ケース1:会社のPCと社内ネットワークだけで送信失敗する
症状
・会社支給PCでは送信失敗するのに、自宅PCやスマホからは送れる。
考えられる原因
・会社のファイアウォールやプロキシ設定でSlackの通信が制限されている。
・WebSocket通信がブロックされている。
対処の方向性
・Slackの接続テスト結果を確認し、WebSocketの項目でエラーが出ていないかを見る。
・ネットワーク管理者に、Slackの接続先ドメインやポートが許可されているか確認してもらう。
ケース2:スマホアプリだけ再試行ループになる
症状
・PCからは問題なく送れるが、スマホアプリだけが「送信中」のまま進まない。
・モバイル回線では送れるが、特定のWi-Fiに接続すると失敗する。
考えられる原因
・スマホの省電力設定やバックグラウンド制限で通信が切られている。
・特定のWi-Fiルーターの設定や電波状況が不安定。
対処の方向性
・一度Wi-Fiを切り、モバイル回線だけにして送信を試す。
・スマホの設定から省電力モードやバックグラウンド制限を緩和する。
・Slackアプリのキャッシュをクリアし、必要であれば再インストールする。
ケース3:チーム全員で一斉に送信できなくなる
症状
・複数のメンバーが同じ時間帯に送信失敗している。
・別のネットワークや端末でも同じように失敗する。
考えられる原因
・Slack側で一時的な障害やメンテナンスが発生している。
対処の方向性
・Slackのステータスページで、現在の障害情報やメンテナンス状況を確認する(出典:Slackシステムステータス)。 (Slack)
・障害が公表されている場合は、復旧までメールや別チャットツールなど代替手段を一時的に利用する。
こうしたケースを知っておくと、「今は自分の設定をいじるべきか」「復旧を待ちながら別ルートを使うべきか」の判断がしやすくなります。
失敗回避と再発防止のための考え方
送信失敗や再試行ループそのものは完全には避けられませんが、発生頻度を下げたり影響を小さくしたりすることはできます。
まず意識しておきたいのは、次のようなポイントです。
・重要な長文メッセージや議事録は、直接Slackだけに書かず、ローカルのエディタやドキュメントにも一時保存しておく。
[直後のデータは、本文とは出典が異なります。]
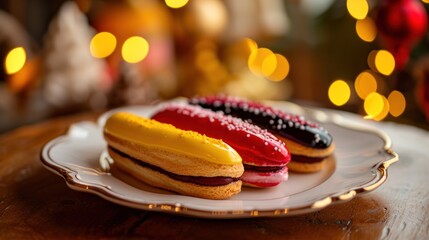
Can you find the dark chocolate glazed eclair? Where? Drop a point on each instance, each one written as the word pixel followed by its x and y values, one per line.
pixel 309 143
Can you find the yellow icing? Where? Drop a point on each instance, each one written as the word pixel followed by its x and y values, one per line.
pixel 152 133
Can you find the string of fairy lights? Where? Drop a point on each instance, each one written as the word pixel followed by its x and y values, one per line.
pixel 369 84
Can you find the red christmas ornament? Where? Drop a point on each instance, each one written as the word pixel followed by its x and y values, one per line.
pixel 401 23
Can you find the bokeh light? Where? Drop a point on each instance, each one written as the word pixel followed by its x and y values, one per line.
pixel 15 60
pixel 256 59
pixel 384 111
pixel 373 105
pixel 339 92
pixel 397 103
pixel 357 8
pixel 365 84
pixel 176 3
pixel 384 62
pixel 135 49
pixel 366 29
pixel 269 65
pixel 102 45
pixel 250 44
pixel 371 60
pixel 281 70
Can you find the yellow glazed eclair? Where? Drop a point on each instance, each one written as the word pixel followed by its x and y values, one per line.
pixel 164 156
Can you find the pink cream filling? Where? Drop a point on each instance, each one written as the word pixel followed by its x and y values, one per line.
pixel 265 179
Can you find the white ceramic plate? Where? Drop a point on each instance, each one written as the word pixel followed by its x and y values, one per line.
pixel 359 165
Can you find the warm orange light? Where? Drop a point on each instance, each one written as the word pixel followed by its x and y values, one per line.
pixel 365 84
pixel 384 62
pixel 102 45
pixel 135 49
pixel 357 8
pixel 397 103
pixel 366 29
pixel 15 60
pixel 281 70
pixel 373 105
pixel 339 92
pixel 384 111
pixel 176 3
pixel 256 59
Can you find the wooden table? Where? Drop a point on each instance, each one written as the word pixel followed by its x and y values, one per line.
pixel 35 203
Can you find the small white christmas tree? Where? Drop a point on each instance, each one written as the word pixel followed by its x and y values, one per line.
pixel 72 77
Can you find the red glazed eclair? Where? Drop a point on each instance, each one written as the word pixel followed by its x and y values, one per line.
pixel 164 156
pixel 264 156
pixel 309 143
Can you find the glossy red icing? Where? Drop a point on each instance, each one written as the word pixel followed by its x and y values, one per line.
pixel 255 145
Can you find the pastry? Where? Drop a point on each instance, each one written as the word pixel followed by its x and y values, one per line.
pixel 164 156
pixel 264 156
pixel 310 144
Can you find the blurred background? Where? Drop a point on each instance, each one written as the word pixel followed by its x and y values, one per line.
pixel 64 57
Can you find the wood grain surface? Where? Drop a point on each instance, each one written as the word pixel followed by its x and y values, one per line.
pixel 37 204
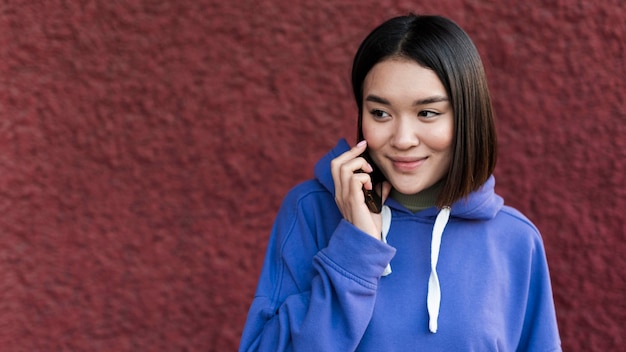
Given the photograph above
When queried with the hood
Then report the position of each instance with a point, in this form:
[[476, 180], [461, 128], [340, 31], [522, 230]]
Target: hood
[[482, 204]]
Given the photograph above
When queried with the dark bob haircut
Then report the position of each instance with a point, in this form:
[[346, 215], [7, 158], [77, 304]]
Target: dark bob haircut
[[439, 44]]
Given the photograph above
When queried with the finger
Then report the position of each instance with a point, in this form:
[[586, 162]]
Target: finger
[[386, 189], [353, 153]]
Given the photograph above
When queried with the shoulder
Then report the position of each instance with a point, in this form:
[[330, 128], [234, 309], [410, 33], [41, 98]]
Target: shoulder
[[308, 203], [515, 225], [307, 192]]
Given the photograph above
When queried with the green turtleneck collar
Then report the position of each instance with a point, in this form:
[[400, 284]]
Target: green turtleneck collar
[[418, 201]]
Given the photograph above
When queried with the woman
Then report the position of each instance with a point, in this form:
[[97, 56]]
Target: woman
[[445, 266]]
・Wi-Fiが不安定な場所では、オンライン会議と同時に大きなファイルを送らないようにする。
・SlackアプリやOSをこまめにアップデートし、既知の不具合を抱えた古いバージョンを使い続けない。
・社内ネットワークで問題が多い場合は、ネットワーク管理者と定期的にSlack利用状況やトラブル事例を共有する。
判断基準としては、「同じ時間帯に他のクラウドサービスでも問題が出ているか」「Slackだけがおかしいのか」を常に意識することが大切です。
他のサービスでも不安定ならネットワーク側の改善を優先し、Slackだけならアプリやブラウザ、拡張機能、端末設定を重点的に見直すのが合理的です。
Slack送信失敗を防ぐ設定とチーム運用のコツ
最後に、同じような送信失敗や再試行ループを繰り返さないための「予防」の視点を整理します。
管理者ができることと、一般ユーザーがチームとしてできることの両方を押さえておくと安心です。
管理者が確認しておきたいネットワークとアプリ設定
ワークスペースやネットワークを管理する立場では、次のような点を定期的に確認しておくと送信失敗のリスクを下げやすくなります。
・社内ファイアウォールやプロキシで、Slack関連のドメインとポートが適切に許可されているか
・VPN経由の通信で、Slackへのリアルタイム通信(WebSocket)が安定しているか
・社内で利用を推奨するSlackクライアント(デスクトップアプリかブラウザか)を決め、推奨設定をドキュメント化しているか
・トラブル時に確認してほしい手順(接続テスト、キャッシュクリア方法など)を社内ポータルなどにまとめているか
現場では、このような「推奨ルート」と「トラブル時の連絡先」が共有されているだけでも、ユーザーが無理に自己判断で設定を変えるリスクを減らすことができます。
モバイルアプリで送信失敗が続くときの注意点
モバイルアプリは、PCとは違う理由で送信失敗が起きることがあります。
特に次のような点に注意すると、再試行ループの発生を抑えやすくなります。
・電車移動中など、電波状況が大きく変わる場面では、長文や大容量ファイルの送信を避ける。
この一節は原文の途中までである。